Grüne sind bei Wahlsimulation am EGW die stärkste Partei

Ekkehard Hufendiek

An der Urne: Vivien Kutscha (von links), Nele Borries, Lehrerin Sarina Dewald, Finja Müller, Andreas Galler und Ida Klaas hoffen auf eine hohe Wahlbeteiligung bei der Simulation zur Europawahl. - © Ekkehard Hufendiek
An der Urne: Vivien Kutscha (von links), Nele Borries, Lehrerin Sarina Dewald, Finja Müller, Andreas Galler und Ida Klaas hoffen auf eine hohe Wahlbeteiligung bei der Simulation zur Europawahl. (© Ekkehard Hufendiek)

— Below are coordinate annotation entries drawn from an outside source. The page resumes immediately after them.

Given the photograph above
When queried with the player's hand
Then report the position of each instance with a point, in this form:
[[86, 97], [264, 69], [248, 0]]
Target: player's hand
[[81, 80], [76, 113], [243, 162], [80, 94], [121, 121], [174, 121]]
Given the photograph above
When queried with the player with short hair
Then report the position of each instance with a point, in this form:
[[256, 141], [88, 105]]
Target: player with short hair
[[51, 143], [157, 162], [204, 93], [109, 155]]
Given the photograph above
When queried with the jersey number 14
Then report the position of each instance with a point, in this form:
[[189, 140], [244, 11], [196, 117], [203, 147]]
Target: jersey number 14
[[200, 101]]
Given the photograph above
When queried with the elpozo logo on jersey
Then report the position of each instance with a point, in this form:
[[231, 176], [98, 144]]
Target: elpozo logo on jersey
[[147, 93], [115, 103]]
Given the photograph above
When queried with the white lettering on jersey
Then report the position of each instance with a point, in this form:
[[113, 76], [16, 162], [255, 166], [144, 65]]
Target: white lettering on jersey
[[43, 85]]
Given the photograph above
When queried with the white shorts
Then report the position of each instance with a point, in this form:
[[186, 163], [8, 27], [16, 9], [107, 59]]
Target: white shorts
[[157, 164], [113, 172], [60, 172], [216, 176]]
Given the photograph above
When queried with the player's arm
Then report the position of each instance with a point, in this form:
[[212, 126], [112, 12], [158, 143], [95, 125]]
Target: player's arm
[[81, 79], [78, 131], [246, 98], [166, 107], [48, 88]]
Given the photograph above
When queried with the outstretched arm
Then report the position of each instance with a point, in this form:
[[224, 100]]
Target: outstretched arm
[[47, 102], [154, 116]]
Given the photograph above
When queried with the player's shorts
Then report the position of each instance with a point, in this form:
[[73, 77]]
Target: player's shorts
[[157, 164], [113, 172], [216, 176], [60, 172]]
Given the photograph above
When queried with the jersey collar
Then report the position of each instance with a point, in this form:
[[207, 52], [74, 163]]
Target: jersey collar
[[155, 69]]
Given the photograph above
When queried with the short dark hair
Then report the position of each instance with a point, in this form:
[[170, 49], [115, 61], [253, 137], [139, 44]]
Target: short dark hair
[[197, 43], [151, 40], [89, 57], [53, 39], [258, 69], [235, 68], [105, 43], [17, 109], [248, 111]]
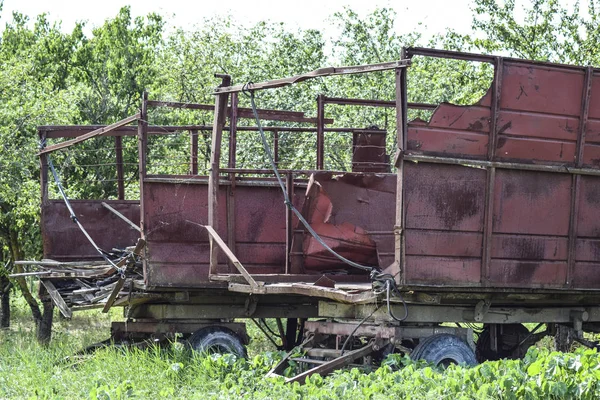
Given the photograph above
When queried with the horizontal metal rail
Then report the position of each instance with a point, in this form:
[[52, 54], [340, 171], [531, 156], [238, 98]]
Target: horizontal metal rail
[[321, 72]]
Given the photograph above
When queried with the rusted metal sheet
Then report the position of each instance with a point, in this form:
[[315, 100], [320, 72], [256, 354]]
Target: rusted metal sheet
[[178, 251], [541, 89], [443, 197], [358, 199], [63, 241], [348, 240], [529, 202]]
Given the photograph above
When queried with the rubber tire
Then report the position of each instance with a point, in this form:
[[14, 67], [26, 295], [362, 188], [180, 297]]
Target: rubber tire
[[483, 350], [444, 349], [217, 339]]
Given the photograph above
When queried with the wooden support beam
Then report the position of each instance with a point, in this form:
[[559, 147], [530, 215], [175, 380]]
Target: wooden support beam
[[57, 298], [194, 152], [234, 260], [119, 164], [98, 132], [215, 159], [124, 218]]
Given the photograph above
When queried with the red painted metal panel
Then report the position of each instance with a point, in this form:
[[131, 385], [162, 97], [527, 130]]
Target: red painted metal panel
[[64, 241], [531, 202], [444, 197], [440, 271], [592, 131], [588, 250], [526, 124], [586, 275], [443, 142], [595, 97], [542, 89], [591, 155], [527, 247], [443, 243], [527, 150], [528, 273], [466, 118]]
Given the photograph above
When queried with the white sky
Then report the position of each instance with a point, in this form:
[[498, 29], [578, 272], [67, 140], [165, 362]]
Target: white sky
[[434, 15]]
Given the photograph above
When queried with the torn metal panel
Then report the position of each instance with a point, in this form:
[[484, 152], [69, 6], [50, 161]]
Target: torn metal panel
[[348, 240]]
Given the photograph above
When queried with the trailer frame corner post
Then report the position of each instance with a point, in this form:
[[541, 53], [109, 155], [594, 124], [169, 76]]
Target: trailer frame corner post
[[231, 163], [215, 158], [576, 178], [488, 221], [43, 168], [289, 227], [142, 151], [43, 183], [320, 131], [119, 165], [194, 152], [401, 130]]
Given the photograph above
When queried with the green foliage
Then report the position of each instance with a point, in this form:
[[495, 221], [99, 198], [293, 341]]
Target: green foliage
[[31, 371]]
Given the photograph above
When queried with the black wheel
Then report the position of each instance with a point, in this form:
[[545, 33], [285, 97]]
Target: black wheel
[[444, 349], [509, 337], [217, 340]]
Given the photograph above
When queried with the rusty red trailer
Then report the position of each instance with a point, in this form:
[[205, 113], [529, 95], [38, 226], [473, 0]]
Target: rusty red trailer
[[487, 213]]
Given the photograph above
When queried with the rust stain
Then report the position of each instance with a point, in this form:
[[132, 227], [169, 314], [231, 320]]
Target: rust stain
[[348, 240]]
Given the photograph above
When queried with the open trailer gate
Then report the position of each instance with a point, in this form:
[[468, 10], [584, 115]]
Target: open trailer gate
[[486, 215]]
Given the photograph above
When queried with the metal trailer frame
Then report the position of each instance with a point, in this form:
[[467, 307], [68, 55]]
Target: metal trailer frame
[[238, 293]]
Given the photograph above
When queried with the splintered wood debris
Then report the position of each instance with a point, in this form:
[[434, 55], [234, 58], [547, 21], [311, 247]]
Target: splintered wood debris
[[88, 284]]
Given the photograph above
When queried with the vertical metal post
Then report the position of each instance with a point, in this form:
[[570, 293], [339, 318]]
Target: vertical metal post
[[276, 147], [576, 179], [233, 130], [43, 169], [119, 164], [194, 152], [230, 202], [215, 158], [401, 129], [43, 182], [142, 152], [289, 228], [488, 219], [320, 131]]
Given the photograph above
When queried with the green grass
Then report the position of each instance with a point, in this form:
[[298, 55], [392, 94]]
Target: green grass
[[28, 370]]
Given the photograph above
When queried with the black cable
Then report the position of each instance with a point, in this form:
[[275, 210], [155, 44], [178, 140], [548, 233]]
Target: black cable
[[74, 218], [362, 321], [287, 200], [388, 281]]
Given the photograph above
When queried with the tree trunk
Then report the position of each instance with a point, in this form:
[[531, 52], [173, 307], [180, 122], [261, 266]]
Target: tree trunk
[[44, 326], [563, 339], [5, 287]]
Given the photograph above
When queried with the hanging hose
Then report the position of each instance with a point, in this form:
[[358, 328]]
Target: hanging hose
[[378, 278]]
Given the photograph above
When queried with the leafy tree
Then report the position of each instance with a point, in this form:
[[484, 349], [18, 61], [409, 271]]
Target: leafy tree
[[549, 31]]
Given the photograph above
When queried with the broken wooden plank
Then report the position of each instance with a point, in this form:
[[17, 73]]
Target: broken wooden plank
[[37, 273], [97, 132], [307, 290], [234, 260], [321, 72], [57, 298], [113, 296], [52, 263], [124, 218]]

Werther. Es ist das erste Mal, dass am Evangelischen Gymnasium (EGW) eine Wahl so umfänglich simuliert wurde. 574 Wahlberechtigte gab es. Die Idee dazu hatte die Achtklässlerin Vivien Kutscha, die sich früh als Teenager politisch engagiert. Sie ist Vorstandsmitglied der Bezirksschülervertretung und hat vor zwei Jahren schon einmal eine Wahlsimulation am Kreisgymnasium Halle erlebt. In Halle – es handelte sich damals um eine Simulation der Bundestagswahl – war die CDU die stärkste Partei. Ginge es jetzt nach den Gymnasiasten in Werther, übernähmen die Grünen die Macht in Europa.

"Bitte mach ein Kreuz!"

Die Schülervertretung am EGW sowie die drei Lehrer Sarina Dewald, Andreas Galler und Sebastian Koch haben die Aktion auf die Beine gestellt. Bei der Lehrerkonferenz bekamen sie eine breite Unterstützung für ihr Vorhaben. Am Donnerstag und Freitag bekamen die Schüler von ihren Lehrern die Erlaubnis für rund fünf Minuten den Unterricht zu verlassen, um einen der zwei Wahlräume in der Cafeteria oder im Dachgeschoss aufzusuchen. Die Wahl war freiwillig und geheim.

Info
Das Ergebnis am EGW:

  • Die Grünen: 47,9 %
  • CDU:            17,7 %
  • SPD:            10,4 %
  • FDP:              7,5 %
  • Die Partei:      4,9 %
  • Die Violetten:  4,1 %
  • AfD:                3,6 %
  • Die Linke:       2,6 %
  • Humanisten:   1,0 %

Jeder, der wählen wollte, musste zunächst seinen Schülerausweis vorzeigen und dann mit dem Stimmzettel in die Wahlkabine gehen – wie bei einer echten Wahl. „Du hast eine Stimme! Bitte mache ein Kreuz!", stand auf dem Wahlzettel. Anschließend falteten die Schüler den Wahlzettel und warfen ihn in die Urne. Neben dem Prozedere war das pädagogische Ziel, die Schüler und Schülerinnen in Demokratie zu erziehen.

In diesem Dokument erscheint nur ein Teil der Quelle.